Departments of Gynecology, Institute of Pathology, Martini-Clinic, Prostate Cancer Center, University Medical Center, Hamburg, Germany.
Clin Cancer Res. 2010 Jan 1;16(1):56-64. doi: 10.1158/1078-0432.CCR-09-1423. Epub 2009 Dec 22.
Deletions of 8p and gains of 8q belong to the most frequent cytogenetic alterations in prostate cancer. The target genes of these alterations and their biological significance are unknown.
To determine the relationship between chromosome 8 changes, and prostate cancer phenotype and prognosis, a set of 1.954 fully annotated prostate cancers were analyzed in a tissue microarray format by fluorescence in situ hybridization.
Both 8p deletions and 8q gains increased in number during different stages of prostate cancer progression. 8p deletions/8q gains were found in 26.1%/4.8% of 1,239 pT(2) cancers, 38.5%/9.8% of 379 pT(3a) cancers, 43.5%/8.9% of 237 pT(3b) cancers, 40.7%/14.8% of 27 pT(4) cancers, 39.1%/34.8% of 23 nodal metastases, 51.9%/33.3% of 27 bone metastases, and 45.5%/59.9% of 22 hormone refractory cancers (P < 0.0001 each). Both 8p deletions and 8q gains were also significantly associated with high Gleason grade and with each other (P < 0.0001 each). In primary tumors, 8p deletions were seen in only 27.3% of 1,882 cancers without 8q gain but in 57.4% of 122 tumors with 8q gain (P < 0.0001). Among cancers treated with radical prostatectomy, 8p deletions (P = 0.003) and 8q gains (P = 0.02) were associated with biochemical tumor recurrence. However, multivariate analysis (including prostate-specific antigen, pT/pN stage, Gleason score, and surgical margin status) did not reveal any statistically independent effect of 8p or 8q alterations on biochemical tumor recurrence.

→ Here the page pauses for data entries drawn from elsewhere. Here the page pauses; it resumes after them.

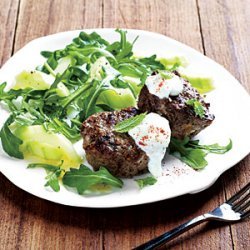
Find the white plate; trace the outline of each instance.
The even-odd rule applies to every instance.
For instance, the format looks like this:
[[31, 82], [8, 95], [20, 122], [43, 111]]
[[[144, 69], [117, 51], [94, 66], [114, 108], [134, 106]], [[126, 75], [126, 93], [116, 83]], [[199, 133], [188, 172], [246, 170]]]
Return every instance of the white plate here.
[[[94, 30], [85, 30], [92, 32]], [[113, 29], [95, 29], [101, 36], [112, 42], [119, 39]], [[31, 41], [19, 50], [0, 70], [0, 82], [12, 83], [13, 78], [23, 69], [32, 69], [43, 63], [42, 50], [63, 48], [80, 31], [58, 33]], [[195, 71], [202, 71], [214, 79], [216, 89], [209, 93], [211, 112], [215, 114], [213, 124], [202, 131], [197, 138], [204, 143], [225, 144], [233, 140], [233, 149], [224, 155], [211, 154], [207, 157], [208, 166], [202, 171], [194, 171], [179, 160], [168, 156], [164, 163], [164, 176], [153, 185], [139, 190], [132, 180], [125, 180], [121, 191], [103, 196], [84, 197], [66, 190], [63, 186], [59, 193], [44, 188], [45, 171], [27, 169], [25, 161], [8, 157], [0, 148], [0, 170], [21, 189], [56, 203], [79, 207], [123, 207], [168, 199], [187, 193], [202, 191], [212, 185], [227, 169], [243, 159], [250, 150], [250, 100], [240, 83], [222, 66], [203, 56], [196, 50], [166, 36], [141, 31], [128, 30], [128, 39], [137, 35], [134, 52], [149, 56], [157, 54], [182, 54]], [[0, 109], [0, 126], [8, 114]], [[81, 145], [78, 144], [78, 150]]]

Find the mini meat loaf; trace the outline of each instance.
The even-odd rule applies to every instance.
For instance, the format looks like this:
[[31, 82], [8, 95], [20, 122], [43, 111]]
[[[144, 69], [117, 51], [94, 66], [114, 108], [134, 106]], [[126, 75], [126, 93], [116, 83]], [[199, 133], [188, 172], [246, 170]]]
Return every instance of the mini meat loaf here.
[[[179, 76], [178, 72], [174, 72]], [[181, 77], [180, 77], [181, 78]], [[138, 108], [142, 112], [155, 112], [169, 120], [172, 136], [183, 139], [192, 137], [202, 129], [209, 126], [214, 120], [214, 115], [209, 112], [209, 103], [195, 90], [187, 80], [183, 81], [183, 91], [177, 96], [159, 98], [149, 92], [146, 85], [141, 90]], [[204, 108], [203, 118], [197, 116], [192, 106], [186, 102], [190, 99], [198, 100]]]
[[132, 177], [147, 171], [148, 156], [127, 133], [117, 133], [114, 126], [139, 114], [136, 108], [101, 112], [82, 124], [83, 149], [89, 164], [98, 170], [106, 167], [118, 177]]

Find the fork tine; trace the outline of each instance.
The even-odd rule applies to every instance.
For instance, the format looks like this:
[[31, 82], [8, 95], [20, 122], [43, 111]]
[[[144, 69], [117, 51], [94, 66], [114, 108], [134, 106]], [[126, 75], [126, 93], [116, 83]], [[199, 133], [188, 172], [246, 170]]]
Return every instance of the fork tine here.
[[248, 216], [250, 216], [250, 210], [248, 210], [247, 212], [243, 213], [243, 214], [241, 215], [241, 218], [242, 218], [242, 219], [245, 219], [245, 218], [247, 218]]
[[245, 187], [243, 187], [238, 193], [236, 193], [229, 200], [227, 200], [226, 203], [232, 205], [232, 203], [238, 200], [239, 197], [241, 197], [249, 188], [250, 188], [250, 182]]
[[235, 212], [241, 212], [243, 213], [244, 210], [246, 210], [248, 207], [250, 207], [250, 201], [248, 201], [246, 204], [244, 204], [241, 207], [238, 207], [237, 209], [234, 209]]
[[241, 206], [242, 204], [244, 204], [244, 202], [247, 201], [247, 200], [249, 199], [249, 197], [250, 197], [250, 193], [248, 193], [247, 195], [245, 195], [243, 199], [240, 199], [238, 202], [236, 202], [236, 203], [232, 206], [233, 210], [237, 211], [237, 209], [240, 208], [240, 206]]

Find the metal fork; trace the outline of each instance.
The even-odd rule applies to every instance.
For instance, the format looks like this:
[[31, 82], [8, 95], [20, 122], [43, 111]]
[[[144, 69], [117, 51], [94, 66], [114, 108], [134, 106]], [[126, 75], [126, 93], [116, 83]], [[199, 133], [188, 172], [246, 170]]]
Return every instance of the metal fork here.
[[250, 183], [243, 187], [238, 193], [227, 200], [225, 203], [215, 208], [212, 212], [200, 215], [157, 238], [154, 238], [134, 250], [149, 250], [167, 243], [180, 234], [186, 232], [194, 226], [210, 220], [236, 222], [245, 219], [250, 215]]

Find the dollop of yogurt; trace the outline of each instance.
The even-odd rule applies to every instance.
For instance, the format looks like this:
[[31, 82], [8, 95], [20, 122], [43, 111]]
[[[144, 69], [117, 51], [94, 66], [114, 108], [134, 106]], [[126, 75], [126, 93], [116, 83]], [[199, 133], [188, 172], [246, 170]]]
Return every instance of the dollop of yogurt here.
[[149, 113], [138, 126], [132, 128], [128, 133], [136, 145], [147, 154], [149, 172], [155, 177], [161, 176], [161, 161], [171, 136], [168, 120], [156, 113]]
[[183, 79], [169, 72], [149, 76], [145, 84], [148, 91], [160, 99], [177, 96], [183, 91]]

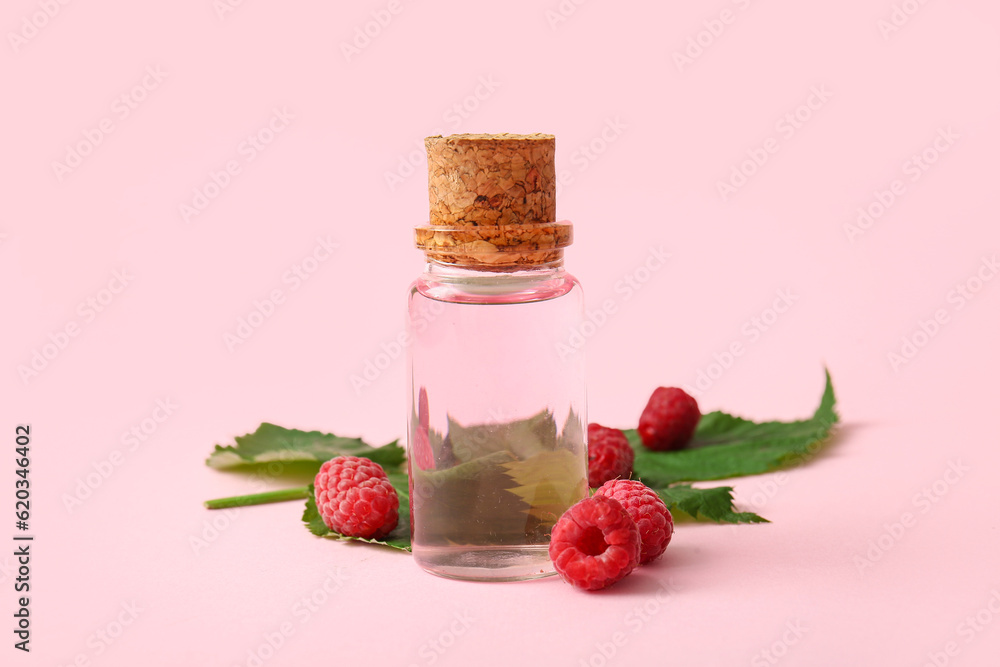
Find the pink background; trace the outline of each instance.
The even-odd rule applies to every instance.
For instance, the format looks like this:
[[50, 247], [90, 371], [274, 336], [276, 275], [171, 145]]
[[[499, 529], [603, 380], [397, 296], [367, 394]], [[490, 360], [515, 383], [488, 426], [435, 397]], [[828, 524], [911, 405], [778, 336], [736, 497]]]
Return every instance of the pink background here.
[[[5, 629], [4, 664], [995, 660], [995, 2], [897, 2], [901, 25], [881, 28], [891, 0], [221, 2], [0, 12], [0, 495], [13, 505], [14, 427], [30, 423], [36, 535], [33, 650]], [[568, 267], [592, 309], [616, 311], [586, 343], [592, 420], [634, 425], [655, 386], [699, 372], [706, 411], [803, 417], [829, 366], [834, 443], [733, 482], [772, 524], [680, 525], [661, 562], [586, 595], [425, 575], [311, 537], [301, 503], [202, 508], [260, 488], [203, 461], [261, 421], [401, 435], [404, 363], [388, 355], [427, 210], [423, 159], [406, 161], [439, 131], [557, 135]], [[272, 141], [251, 150], [258, 133]], [[54, 166], [81, 142], [78, 166]], [[752, 175], [724, 199], [734, 168]], [[881, 215], [852, 231], [859, 207]], [[318, 238], [338, 247], [303, 264]], [[641, 270], [660, 248], [665, 265]], [[300, 264], [308, 280], [286, 279]], [[644, 280], [630, 298], [626, 279]], [[779, 290], [792, 305], [769, 312]], [[386, 368], [352, 384], [366, 362]]]

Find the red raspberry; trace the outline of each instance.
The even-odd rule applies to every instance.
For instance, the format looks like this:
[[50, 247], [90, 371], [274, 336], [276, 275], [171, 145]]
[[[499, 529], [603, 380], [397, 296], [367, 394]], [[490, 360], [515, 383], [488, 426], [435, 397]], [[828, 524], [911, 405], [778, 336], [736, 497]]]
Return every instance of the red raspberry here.
[[380, 539], [399, 521], [399, 496], [382, 466], [358, 456], [338, 456], [316, 473], [316, 508], [341, 535]]
[[616, 479], [607, 482], [594, 493], [617, 500], [635, 521], [642, 538], [640, 564], [663, 555], [674, 534], [674, 517], [656, 491], [638, 480]]
[[635, 452], [625, 434], [600, 424], [587, 425], [588, 477], [597, 487], [609, 479], [629, 477]]
[[701, 419], [698, 402], [677, 387], [658, 387], [639, 417], [639, 437], [650, 449], [680, 449]]
[[635, 521], [614, 498], [584, 498], [552, 527], [549, 558], [567, 582], [586, 591], [615, 583], [639, 564]]

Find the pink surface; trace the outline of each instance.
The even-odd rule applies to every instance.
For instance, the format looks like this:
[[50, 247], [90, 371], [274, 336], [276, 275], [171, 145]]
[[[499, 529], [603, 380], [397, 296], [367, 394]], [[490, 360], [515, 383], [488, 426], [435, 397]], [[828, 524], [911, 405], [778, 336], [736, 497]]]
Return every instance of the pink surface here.
[[[998, 24], [986, 0], [6, 2], [0, 495], [30, 423], [36, 541], [33, 650], [8, 629], [0, 661], [992, 664]], [[593, 420], [699, 379], [706, 410], [805, 416], [829, 366], [833, 445], [733, 482], [772, 524], [682, 524], [586, 595], [425, 575], [299, 503], [202, 509], [257, 488], [203, 460], [263, 420], [401, 435], [439, 131], [557, 135]]]

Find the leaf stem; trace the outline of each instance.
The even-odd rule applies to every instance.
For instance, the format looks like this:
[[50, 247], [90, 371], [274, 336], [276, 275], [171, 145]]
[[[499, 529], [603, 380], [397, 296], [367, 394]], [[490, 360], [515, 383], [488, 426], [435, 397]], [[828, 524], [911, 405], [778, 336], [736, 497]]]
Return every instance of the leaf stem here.
[[280, 491], [265, 491], [264, 493], [251, 493], [247, 496], [231, 496], [229, 498], [216, 498], [206, 500], [205, 507], [210, 510], [221, 510], [228, 507], [246, 507], [247, 505], [264, 505], [266, 503], [280, 503], [286, 500], [302, 500], [309, 497], [309, 487], [301, 486], [294, 489], [281, 489]]

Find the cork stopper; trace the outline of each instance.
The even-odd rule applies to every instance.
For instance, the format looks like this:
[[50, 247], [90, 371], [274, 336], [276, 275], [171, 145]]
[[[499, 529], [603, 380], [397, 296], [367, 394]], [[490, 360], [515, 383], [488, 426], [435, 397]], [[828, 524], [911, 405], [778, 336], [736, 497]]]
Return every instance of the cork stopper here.
[[556, 222], [555, 137], [427, 137], [430, 222], [417, 247], [446, 264], [511, 270], [549, 264], [572, 242]]

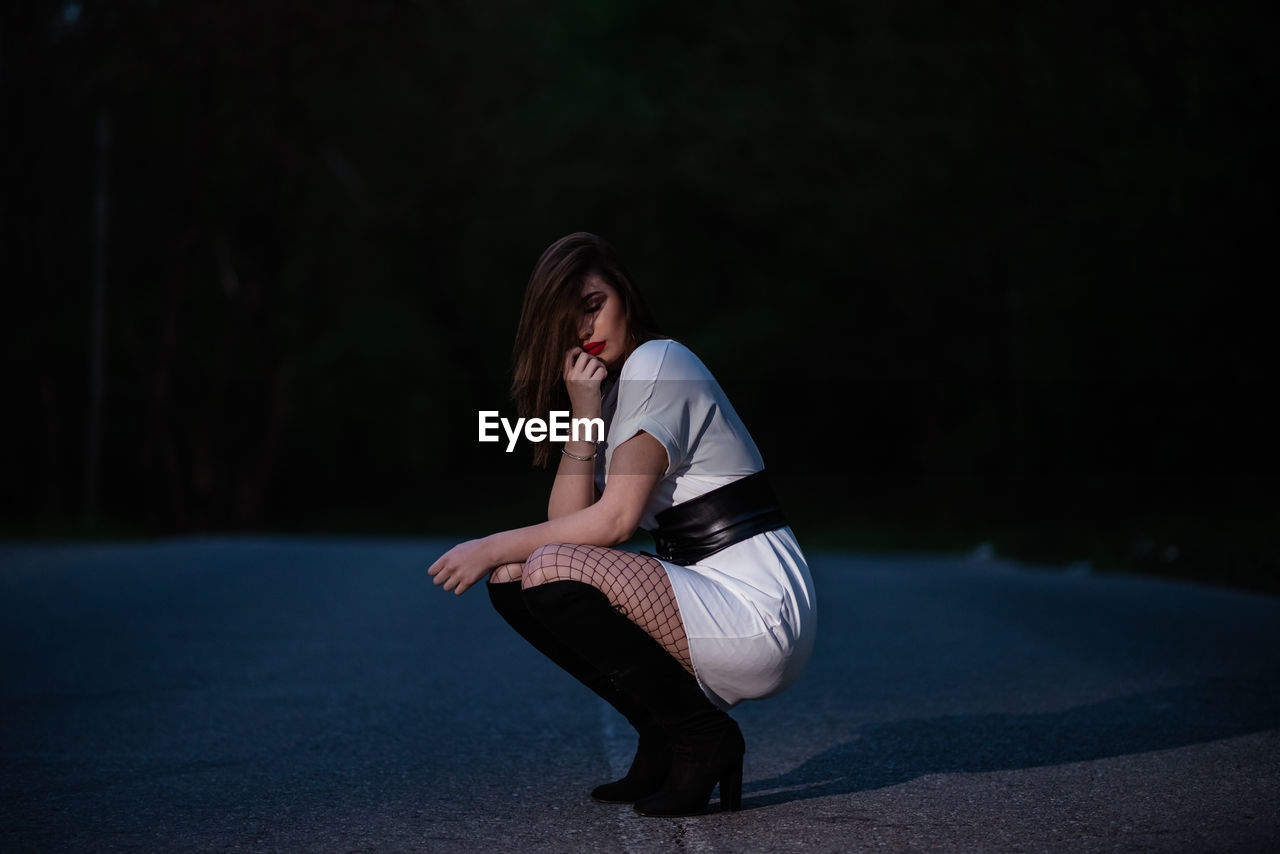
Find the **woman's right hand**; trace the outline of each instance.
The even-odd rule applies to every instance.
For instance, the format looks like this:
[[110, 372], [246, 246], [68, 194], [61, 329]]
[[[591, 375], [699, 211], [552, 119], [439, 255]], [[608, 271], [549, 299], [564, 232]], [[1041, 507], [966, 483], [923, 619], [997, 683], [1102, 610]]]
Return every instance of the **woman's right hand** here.
[[596, 418], [600, 415], [600, 384], [609, 375], [601, 359], [581, 347], [573, 347], [564, 357], [564, 385], [569, 391], [573, 417]]

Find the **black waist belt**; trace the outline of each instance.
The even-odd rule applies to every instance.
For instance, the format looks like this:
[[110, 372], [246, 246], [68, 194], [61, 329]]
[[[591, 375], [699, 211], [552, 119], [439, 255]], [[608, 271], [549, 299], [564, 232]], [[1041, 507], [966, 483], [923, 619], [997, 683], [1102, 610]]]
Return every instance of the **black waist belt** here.
[[763, 471], [747, 475], [654, 516], [649, 533], [658, 557], [682, 566], [787, 524]]

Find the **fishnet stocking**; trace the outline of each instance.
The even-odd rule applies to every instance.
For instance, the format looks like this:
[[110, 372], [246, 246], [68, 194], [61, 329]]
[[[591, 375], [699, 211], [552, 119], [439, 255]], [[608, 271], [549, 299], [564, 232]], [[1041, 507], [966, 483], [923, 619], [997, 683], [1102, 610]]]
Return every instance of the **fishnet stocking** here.
[[522, 574], [524, 574], [524, 564], [504, 563], [493, 571], [493, 575], [489, 576], [489, 583], [502, 584], [506, 581], [519, 581]]
[[[503, 569], [509, 574], [511, 566]], [[609, 598], [615, 610], [649, 633], [693, 673], [689, 639], [671, 580], [651, 557], [602, 546], [556, 544], [529, 555], [522, 575], [527, 589], [552, 581], [580, 581]]]

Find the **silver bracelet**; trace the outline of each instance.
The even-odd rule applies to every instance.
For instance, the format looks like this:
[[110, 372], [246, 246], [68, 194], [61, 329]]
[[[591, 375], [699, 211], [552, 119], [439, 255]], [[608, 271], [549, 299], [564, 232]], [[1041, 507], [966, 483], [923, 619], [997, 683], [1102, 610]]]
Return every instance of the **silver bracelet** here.
[[594, 451], [592, 451], [592, 452], [591, 452], [591, 456], [589, 456], [589, 457], [580, 457], [580, 456], [578, 456], [577, 454], [571, 454], [571, 453], [569, 453], [569, 452], [568, 452], [567, 450], [565, 450], [564, 448], [561, 448], [561, 449], [560, 449], [560, 453], [564, 454], [564, 455], [565, 455], [566, 457], [568, 457], [569, 459], [571, 459], [571, 460], [577, 460], [577, 461], [578, 461], [578, 462], [580, 462], [580, 463], [589, 463], [589, 462], [591, 462], [592, 460], [594, 460], [594, 459], [596, 458], [596, 454], [597, 454], [597, 453], [599, 453], [599, 452], [600, 452], [600, 448], [599, 448], [599, 446], [597, 446], [597, 447], [596, 447], [596, 449], [595, 449]]

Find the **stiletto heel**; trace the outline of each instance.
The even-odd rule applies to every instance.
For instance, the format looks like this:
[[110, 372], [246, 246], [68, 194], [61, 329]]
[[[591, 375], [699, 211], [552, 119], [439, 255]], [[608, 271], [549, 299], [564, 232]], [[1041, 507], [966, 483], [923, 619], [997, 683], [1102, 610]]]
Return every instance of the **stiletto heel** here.
[[726, 812], [738, 812], [742, 809], [741, 756], [730, 766], [729, 773], [720, 778], [720, 809]]

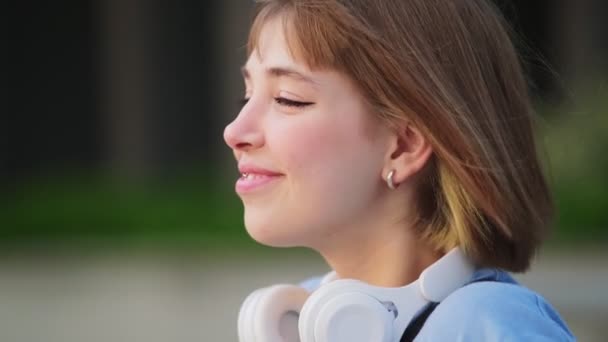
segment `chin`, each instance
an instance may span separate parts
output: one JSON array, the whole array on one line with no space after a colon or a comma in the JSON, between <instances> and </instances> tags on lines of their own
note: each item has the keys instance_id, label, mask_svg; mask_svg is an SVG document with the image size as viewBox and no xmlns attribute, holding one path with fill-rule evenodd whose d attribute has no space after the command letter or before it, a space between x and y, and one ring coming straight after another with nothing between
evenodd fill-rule
<instances>
[{"instance_id":1,"label":"chin","mask_svg":"<svg viewBox=\"0 0 608 342\"><path fill-rule=\"evenodd\" d=\"M297 244L291 234L285 234L284 231L279 231L278 227L268 225L257 226L245 224L247 233L257 243L269 247L294 247Z\"/></svg>"},{"instance_id":2,"label":"chin","mask_svg":"<svg viewBox=\"0 0 608 342\"><path fill-rule=\"evenodd\" d=\"M274 221L274 220L272 220ZM280 224L269 220L254 220L245 216L247 233L256 242L269 247L296 247L303 245L302 234L297 234L297 227Z\"/></svg>"}]
</instances>

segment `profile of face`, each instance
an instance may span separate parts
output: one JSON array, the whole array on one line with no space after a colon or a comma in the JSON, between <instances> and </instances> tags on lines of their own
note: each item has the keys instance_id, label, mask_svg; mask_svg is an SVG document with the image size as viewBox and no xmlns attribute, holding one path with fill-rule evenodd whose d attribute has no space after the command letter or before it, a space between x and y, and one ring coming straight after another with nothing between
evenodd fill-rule
<instances>
[{"instance_id":1,"label":"profile of face","mask_svg":"<svg viewBox=\"0 0 608 342\"><path fill-rule=\"evenodd\" d=\"M280 20L243 67L245 104L225 128L245 226L270 246L315 248L348 234L387 191L389 129L344 75L294 59Z\"/></svg>"}]
</instances>

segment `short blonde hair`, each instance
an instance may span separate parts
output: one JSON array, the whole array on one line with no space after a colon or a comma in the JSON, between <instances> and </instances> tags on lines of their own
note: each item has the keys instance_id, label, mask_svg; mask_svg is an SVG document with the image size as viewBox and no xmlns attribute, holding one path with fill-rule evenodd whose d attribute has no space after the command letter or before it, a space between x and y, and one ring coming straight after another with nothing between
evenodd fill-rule
<instances>
[{"instance_id":1,"label":"short blonde hair","mask_svg":"<svg viewBox=\"0 0 608 342\"><path fill-rule=\"evenodd\" d=\"M342 72L373 112L412 122L434 154L418 189L416 231L479 266L525 271L553 206L517 53L484 0L258 1L248 53L283 20L294 58Z\"/></svg>"}]
</instances>

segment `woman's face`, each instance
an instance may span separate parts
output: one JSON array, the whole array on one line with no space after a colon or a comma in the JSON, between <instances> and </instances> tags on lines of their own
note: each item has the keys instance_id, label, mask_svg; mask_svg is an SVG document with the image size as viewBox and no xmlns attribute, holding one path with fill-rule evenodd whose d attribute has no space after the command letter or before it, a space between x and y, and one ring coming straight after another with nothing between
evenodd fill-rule
<instances>
[{"instance_id":1,"label":"woman's face","mask_svg":"<svg viewBox=\"0 0 608 342\"><path fill-rule=\"evenodd\" d=\"M383 189L388 129L345 76L294 60L280 20L243 67L246 102L224 131L241 171L245 226L272 246L344 236Z\"/></svg>"}]
</instances>

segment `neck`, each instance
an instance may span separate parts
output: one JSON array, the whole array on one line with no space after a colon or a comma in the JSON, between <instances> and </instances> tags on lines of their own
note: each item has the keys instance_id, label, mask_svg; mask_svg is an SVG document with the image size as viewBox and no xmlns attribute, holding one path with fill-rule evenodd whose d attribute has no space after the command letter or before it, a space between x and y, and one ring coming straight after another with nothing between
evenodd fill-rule
<instances>
[{"instance_id":1,"label":"neck","mask_svg":"<svg viewBox=\"0 0 608 342\"><path fill-rule=\"evenodd\" d=\"M422 271L442 256L416 237L406 223L408 220L378 213L356 222L338 230L342 233L325 239L316 248L339 278L401 287L418 279Z\"/></svg>"}]
</instances>

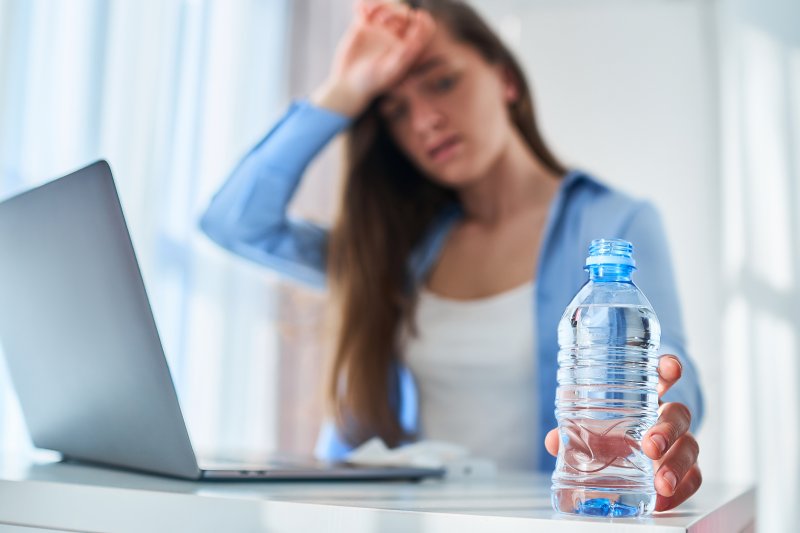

8p deletions and 8q gains are relatively rare in early stage prostate cancer but often develop during tumor progression. The prognostic effect does not seem to be strong enough to warrant clinical application.
8p 缺失和 8q 获得属于前列腺癌中最常见的细胞遗传学改变。这些改变的靶基因及其生物学意义尚不清楚。
为了确定染色体 8 改变与前列腺癌表型和预后的关系,我们使用荧光原位杂交技术,在组织微阵列中分析了一组 1954 个完全注释的前列腺癌。
在前列腺癌进展的不同阶段,8p 缺失和 8q 增益的数量都增加了。8p 缺失/8q 增益在 1239 例 pT(2)癌症、379 例 pT(3a)癌症、237 例 pT(3b)癌症、27 例 pT(4)癌症、23 例淋巴结转移、27 例骨转移和 22 例激素难治性癌症中分别发现 26.1%/4.8%、38.5%/9.8%、43.5%/8.9%、40.7%/14.8%、39.1%/34.8%、51.9%/33.3%和 45.5%/59.9%(均 P < 0.0001)。8p 缺失和 8q 增益也与高 Gleason 分级显著相关(均 P < 0.0001)。在原发性肿瘤中,1882 例无 8q 增益的癌症中仅 27.3%有 8p 缺失,但 122 例有 8q 增益的癌症中 57.4%有 8p 缺失(P < 0.0001)。在接受根治性前列腺切除术治疗的癌症中,8p 缺失(P = 0.003)和 8q 增益(P = 0.02)与生化肿瘤复发相关。然而,多变量分析(包括前列腺特异性抗原、pT/pN 分期、Gleason 评分和手术切缘状态)并未显示 8p 或 8q 改变对生化肿瘤复发有任何统计学上的独立影响。
8p 缺失和 8q 获得在早期前列腺癌中相对少见,但在肿瘤进展过程中常发生。预后效果似乎不足以证明其具有临床应用价值。